Frau Ceres nickte kaum merklich. Als wäre Erich gar nicht da, sagte sie in ärgerlichem Ton zu ihrem Gatten, er habe kein Auge für sie, denn er habe noch kein Wort über ihr neues Kleid gesagt. Sie hielt es vielleicht für vornehm, dem Fremden so ihre Gleichgültigkeit zu beweisen.

In der Ferne zeigte sich Roland, die Mutter winkte ihn heran. Er deutete nach der Thurmspitze. Die Mutter sah hinauf und lächelte; auch der Vater schaute hin und sah das blauweißrothe Sternenbanner der amerikanischen Union auf dem Thurme flattern.

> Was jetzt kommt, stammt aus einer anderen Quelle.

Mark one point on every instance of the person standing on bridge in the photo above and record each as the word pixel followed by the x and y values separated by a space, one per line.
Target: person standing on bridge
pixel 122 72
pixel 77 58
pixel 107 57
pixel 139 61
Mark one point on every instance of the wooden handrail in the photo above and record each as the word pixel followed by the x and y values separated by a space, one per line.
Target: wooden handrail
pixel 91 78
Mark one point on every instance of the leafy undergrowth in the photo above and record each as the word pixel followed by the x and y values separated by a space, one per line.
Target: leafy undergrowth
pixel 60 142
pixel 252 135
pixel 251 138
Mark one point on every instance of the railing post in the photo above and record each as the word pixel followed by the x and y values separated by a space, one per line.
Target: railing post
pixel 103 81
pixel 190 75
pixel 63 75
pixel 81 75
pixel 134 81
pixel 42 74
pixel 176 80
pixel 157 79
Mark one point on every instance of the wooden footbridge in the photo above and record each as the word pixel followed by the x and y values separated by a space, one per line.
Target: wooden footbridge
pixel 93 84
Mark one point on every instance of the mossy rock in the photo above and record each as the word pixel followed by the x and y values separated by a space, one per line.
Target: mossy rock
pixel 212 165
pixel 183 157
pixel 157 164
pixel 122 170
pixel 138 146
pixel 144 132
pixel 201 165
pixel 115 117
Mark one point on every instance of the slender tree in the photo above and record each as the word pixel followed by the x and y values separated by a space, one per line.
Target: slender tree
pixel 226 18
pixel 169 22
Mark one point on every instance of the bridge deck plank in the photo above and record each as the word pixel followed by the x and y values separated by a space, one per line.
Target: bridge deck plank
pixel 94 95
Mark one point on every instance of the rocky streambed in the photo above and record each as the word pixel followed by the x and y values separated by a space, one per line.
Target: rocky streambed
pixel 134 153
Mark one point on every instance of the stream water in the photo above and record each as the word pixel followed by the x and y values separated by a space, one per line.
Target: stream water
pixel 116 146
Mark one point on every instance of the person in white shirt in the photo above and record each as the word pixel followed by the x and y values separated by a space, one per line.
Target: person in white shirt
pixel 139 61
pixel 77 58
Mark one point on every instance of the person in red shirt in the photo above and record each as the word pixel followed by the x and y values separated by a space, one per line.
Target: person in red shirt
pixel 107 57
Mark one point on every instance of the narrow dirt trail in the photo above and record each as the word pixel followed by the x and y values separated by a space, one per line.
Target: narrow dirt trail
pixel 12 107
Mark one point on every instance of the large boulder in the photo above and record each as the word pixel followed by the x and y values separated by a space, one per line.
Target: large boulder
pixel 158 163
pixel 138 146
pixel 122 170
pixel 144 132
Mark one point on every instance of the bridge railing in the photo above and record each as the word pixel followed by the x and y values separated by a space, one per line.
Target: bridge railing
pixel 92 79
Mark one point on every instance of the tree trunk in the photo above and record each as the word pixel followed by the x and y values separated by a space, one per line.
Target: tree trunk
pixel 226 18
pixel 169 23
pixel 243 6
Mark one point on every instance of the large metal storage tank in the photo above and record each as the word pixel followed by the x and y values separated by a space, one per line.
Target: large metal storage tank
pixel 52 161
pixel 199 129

»Wer hat das gethan?« fragte Sonnenkamp.

»Ich,« erwiderte Roland, glückselig lächelnd.

»Und warum?«

Der Knabe wies augenzwinkernd auf Erich. Sonnenkamp nahm die Unterlippe zwischen Daumen und Zeigefinger, machte ein Halbrund daraus und nickte vor sich hin.

Erich fragte den Knaben:

»Du bist wohl stolz darauf, ein Amerikaner zu sein?«

»Ja.«

Fräulein Perini kam, Erich wurde ihr vorgestellt. Sie nahm das Perlmutterkreuz in die linke Hand und hielt es fest, während sie sich sehr ceremoniell verbeugte. Frau Ceres bat sie, mit ihr ins Haus zurückzugehen. Die Damen entfernten sich.